Casi sin hacer ruido. Pequeños pero constantes pasos atrás para no armar mucho ruido. Así las derechas de Andalucía nos están haciendo retroceder en derechos y libertades individuales. Y lo hacen para complacer a Vox, la extrema derecha a la que le deben que PP y Cudadanos estén gobernando en esta comunidad autónoma. Cada día se conocen episodios de esta involución a las que nos conducen los del pensamiento único conservador con el objetivo de imponer su moral y su visión decimonónicas. En el día de ayer otras dos decisiones que se sitúan en el marco de las exigencias de Vox. Por un lado, la Junta de Andalucía deja sin financiación a 241 proyectos de colectivos de mujeres e igualdad, muchos de ellos para combatir y sensibilizar sobre la insoportable lacra de la violencia de género, con la débil excusa de un cambio en los criterios de distribución. Por otro, ponen al frente de la Estrategia de Salud Sexual y Reproductiva a una fundamentalista católica que desempeña en el Obispado de Córdoba la dirección del Secretariado para los Cristianos Perseguidos. (Ya podían crear un órganos para buscar niños y niñas robados). Esta doctora responde al nombre de Trinidad Lechuga y ve el derecho de las mujeres a decidir sobre su maternidad como un “crimen abominable” y una “matanza de inocentes”. Retrocediendo a tiempos de oscuridad y de la sección femenina para satisfacer a la extrema derecha. Vamos para atrás como los cangrejos.

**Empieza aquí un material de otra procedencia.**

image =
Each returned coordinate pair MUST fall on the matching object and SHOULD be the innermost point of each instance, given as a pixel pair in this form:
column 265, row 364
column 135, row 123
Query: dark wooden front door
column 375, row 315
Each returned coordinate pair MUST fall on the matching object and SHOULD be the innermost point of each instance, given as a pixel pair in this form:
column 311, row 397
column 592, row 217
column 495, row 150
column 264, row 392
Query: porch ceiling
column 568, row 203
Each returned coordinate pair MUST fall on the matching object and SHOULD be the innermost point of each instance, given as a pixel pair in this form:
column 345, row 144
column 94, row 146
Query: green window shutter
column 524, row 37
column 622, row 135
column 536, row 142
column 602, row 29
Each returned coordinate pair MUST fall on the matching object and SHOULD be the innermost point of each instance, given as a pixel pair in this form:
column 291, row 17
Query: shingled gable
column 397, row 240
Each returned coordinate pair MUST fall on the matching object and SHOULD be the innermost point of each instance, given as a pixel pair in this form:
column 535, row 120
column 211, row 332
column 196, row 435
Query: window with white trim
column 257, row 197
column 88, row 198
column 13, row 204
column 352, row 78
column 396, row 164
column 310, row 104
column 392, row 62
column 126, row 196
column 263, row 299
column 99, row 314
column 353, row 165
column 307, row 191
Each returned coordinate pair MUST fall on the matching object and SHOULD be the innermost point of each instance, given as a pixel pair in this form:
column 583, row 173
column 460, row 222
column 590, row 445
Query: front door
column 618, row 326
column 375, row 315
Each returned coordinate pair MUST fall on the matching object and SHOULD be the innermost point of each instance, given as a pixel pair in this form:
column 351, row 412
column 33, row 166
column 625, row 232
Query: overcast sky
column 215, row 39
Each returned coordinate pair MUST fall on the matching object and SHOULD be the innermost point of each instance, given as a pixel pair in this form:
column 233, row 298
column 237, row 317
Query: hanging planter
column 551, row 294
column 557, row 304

Foto.- eldiario.es. El presidente Moreno Bonilla, con otros cargos del PP y el portavoz de Vox, Alejandro Hernández.

A cara descubierta

Esta vez, al menos, se han ahorrado la mascarada, el numerito de falso suspense. Vox no ha presentado siquiera enmienda a la totalidad al proyecto de presupuestos de Andalucía para 2020. La coyunda de las derechas con la extrema derecha se desarrolla a cara descubierta. Hace unos meses, para las cuentas de este ejercicio, los de Abascal mantuvieron la supuesta incógnita hasta el minuto antes de la votación, retirando su enmienda al presupuesto in extremis, aunque todo el mundo le habíamos visto el truco a los de Abascal desde el primer momento. Fue un ardid burdo que no sorprendió ni engañó a nadie.

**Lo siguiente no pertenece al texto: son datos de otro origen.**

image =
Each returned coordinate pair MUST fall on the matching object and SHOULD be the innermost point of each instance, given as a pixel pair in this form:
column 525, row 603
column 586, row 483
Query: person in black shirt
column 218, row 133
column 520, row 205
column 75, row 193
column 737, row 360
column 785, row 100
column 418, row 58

En esta ocasión nos han evitado un patético tira y afloja con final feliz de comedia romántica de serie B. Al mismo tiempo, Partido Popular y Ciudadanos han demostrado que forman una unidad de destino en lo universal con los ultras. No había duda, nunca la ha habido desde que este gobierno echó a andar: son un 2 más 1, o mejor un 3 en 1, una unidad trinitaria de acción ya sin complejos, que ni se oculta.

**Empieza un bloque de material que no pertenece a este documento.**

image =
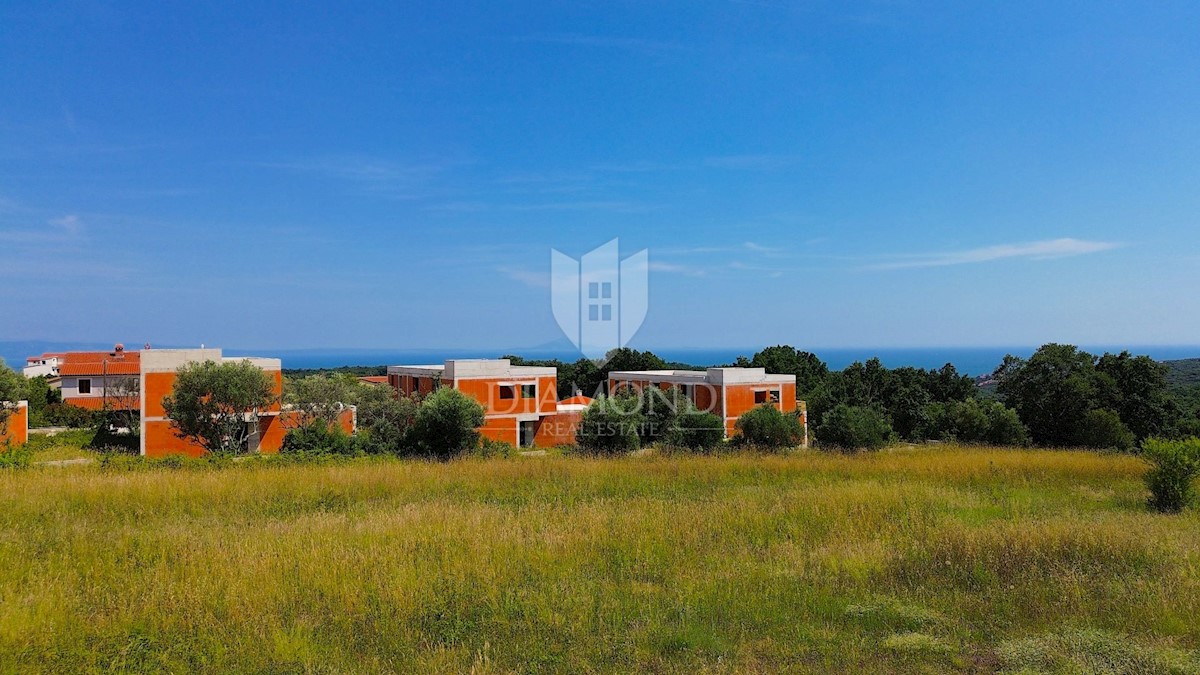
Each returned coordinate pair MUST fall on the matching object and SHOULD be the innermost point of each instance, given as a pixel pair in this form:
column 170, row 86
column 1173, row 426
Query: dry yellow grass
column 933, row 559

Este ménage à trois va a dejar al partido naranja como el gallo de morón: sin plumas y cacareando. Y a los andaluces con unos servicios públicos seriamente perjudicados (un ejemplo: el presupuesto contempla el incremento de las listas de espera en sanidad), un saqueo permanente de las arcas públicas a través de medidas fiscales que solo para los muy ricos y una política timorata y sin ambición de fomento de empleo. Sin olvidar el retroceso en conquistas y libertades en materia de igualdad de género, lucha contra la violencia machista o en pro de la convivencia y la integración. Un mal camino el emprendido con unos presupuestos con el sello de la ultraderecha.

Foto.- El País. Marín (Cs), Moreno Bonilla (PP) y Hernández (Vox), celebrando la ópera bufa del primer presupuesto escrita con renglones torcidos por los ultras.